One other thing we talked about was kindness. Wolf is starting to get a handle on what my early life was like. Without me ever getting too gruesome about it, my son now knows his old mom grew up in Hell. My past came up in the convo last night and I took the opportunity to tell him that while things had been plenty bad, there had also been good things. People outside my horrible family who were good to me and how it made all the difference. I told him to never, never ignore a chance to be kind, he might never know how big a deal it was, but it very well could be a HUGE deal to someone. Then I told him the story of Mrs Ferraro.

In the 5th grade a bunch of us from the neighborhood (and in Teensytown the whole town was essentially the neighborhood) had a club. A silly club that met once a week at the Ferraro's house. I liked the other club members well enough and was tickled to be included in. After coming off 5 moves in less than 18 months it was wonderful to not be the new kid anymore. Anyhow, we used to meet and do club things (what, I don't remember, probably it was just saying we were a club and then eating snacks).
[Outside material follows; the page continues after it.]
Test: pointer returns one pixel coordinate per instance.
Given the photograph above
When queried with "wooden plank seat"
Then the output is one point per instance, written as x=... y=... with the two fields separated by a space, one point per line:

The thing I do remember so, so vividly was how glad Mrs Ferraro was to see me. She always greeted me by name and smiled and sometimes she even gave me a hug. Man, I lived for club days. A grown person, a mom!, who actually liked me? Holy crow. After a while I'm guessing Mrs Ferraro twigged to how starved I was for affection, but she was also just a genuinely nice person, and she'd always make time to speak with me a bit. Ask how my day was, compliment my latest goofy hairdo. At the end of the school year our sporadically collected 25 cent weekly dues had added up to a whole $6.00. Mrs Ferraro announced this was more than enough to buy us all a pizza dinner at the local swank (to us) pizza joint. So off we went in her ginormous land yacht station wagon singing the club song and being wicked proud of ourselves for pulling off such a grown-uppish thing as taking ourselves out for dinner. I, needy pup that I was, had wrangled a seat next to Mrs Ferraro. We all made merry and ate tons of pizza and guzzled pitchers of coke and when the check came (though she had tried to be discrete with it) I saw the tab was almost $20.00! My heart sank. The shame. How foolish we'd been! Boy oh boy, Mrs Ferraro was going to be furious at us! Our measly dues weren't even half. And there was a tip to leave too!

But you know what? She didn't say a thing. Well, she did. She thanked us for treating her to such a nice meal.

It was then I made up my mind that when I grew up I was going to be like Mrs Ferraro. Generous, gracious, and so very, very kind.

I haven't always followed through as well as I'd like. Money will always be a touchy thing for me. But the freely offered affection? Remembering the truly priceless gifts could be as simple as a smile and hug? Oh yeah. And this is what I told my son. I tried to make sure he knows how important those simple things are. How much they can mean to someone who's mostly done without them.

Wolf heard me. He understood my story and gave me a hug of his own.